So let’s recap: as of this summer, iLife, iWork, and even Mac OS X are all available in the App Store. Four of Apple’s pro apps — Final Cut Pro, Motion, Compressor, and Aperture — are available as well. In the move, all of these apps have been upgraded or optimized for Lion and have seen price drops: iWork, once $80 and now available as separate $20 apps; iLife, also available as separate $15 apps; and more drastically, Aperture and Final Cut Pro, with $120 and $700 price drops and the latter in a completely overhauled form.
There’s just one app missing: Logic, Apple’s pro audio offering, untouched since it was upgraded in July of 2009. Granted, a two-year gap between pro app releases is not at all unusual. That’s the same length as Final Cut Studio, and the jump between Logic 7 and 8 was actually three years.

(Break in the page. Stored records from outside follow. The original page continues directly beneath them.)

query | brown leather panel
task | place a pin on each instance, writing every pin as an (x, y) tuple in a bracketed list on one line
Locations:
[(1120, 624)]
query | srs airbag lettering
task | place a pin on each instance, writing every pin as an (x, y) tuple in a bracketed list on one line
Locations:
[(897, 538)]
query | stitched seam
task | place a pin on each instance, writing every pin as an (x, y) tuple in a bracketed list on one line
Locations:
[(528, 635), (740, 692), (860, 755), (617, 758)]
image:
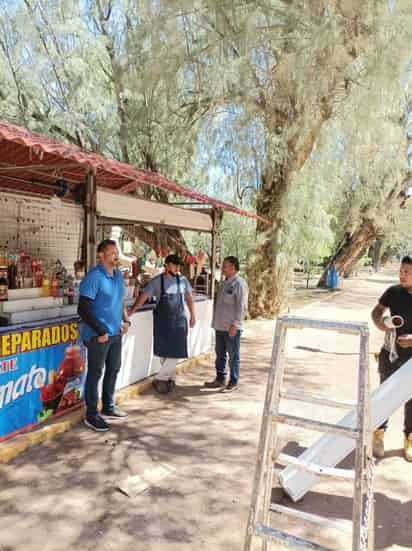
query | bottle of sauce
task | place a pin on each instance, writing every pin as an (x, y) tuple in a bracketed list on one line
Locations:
[(54, 286), (45, 288), (12, 273), (4, 289)]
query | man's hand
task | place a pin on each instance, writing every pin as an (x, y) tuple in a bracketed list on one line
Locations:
[(124, 329), (405, 341), (378, 314)]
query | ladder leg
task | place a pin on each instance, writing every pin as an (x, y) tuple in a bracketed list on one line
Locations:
[(273, 440), (359, 497), (265, 442)]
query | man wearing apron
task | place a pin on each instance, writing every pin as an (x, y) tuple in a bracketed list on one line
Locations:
[(170, 327)]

There is no word as to whether Logic will make the move to the App Store, but seeing as GarageBand is still around and that Soundtrack Pro was eliminated from Final Cut Pro, my guess is that it will. 1 The question on the minds of audio nerds is whether it will receive the FCPX treatment: that is, will it be rewritten from scratch, with a radically-different UI, throwing compatibility to the wind?
There’s obviously no way of knowing for sure until we see it announced, or scrapped, but my guess is it will be an incremental upgrade2, and nothing more:
Final Cut Pro 7 was 32-bit and very much wrapped up in legacy code. Logic faces neither of these problems, taking care of a very compelling reason for a rewrite.
Conceptually, GarageBand and Logic are very similar products. There is a natural progression from one to the other, so much so that there is an entire page dedicated to comparing the two apps. By comparison, iMovie bore absolutely no resemblance to Final Cut Pro until FCPX was released in June.
Even outside the realm of Apple products, the way Logic functions fits in line with long-established methods of recording and mixing audio. Mixing audio in tracks has been the way to do things for decades. I love the trackless design for Final Cut Pro, but without getting nerdy about it, tracks are fundamental to the art of mixing audio in a way, to video, they are not.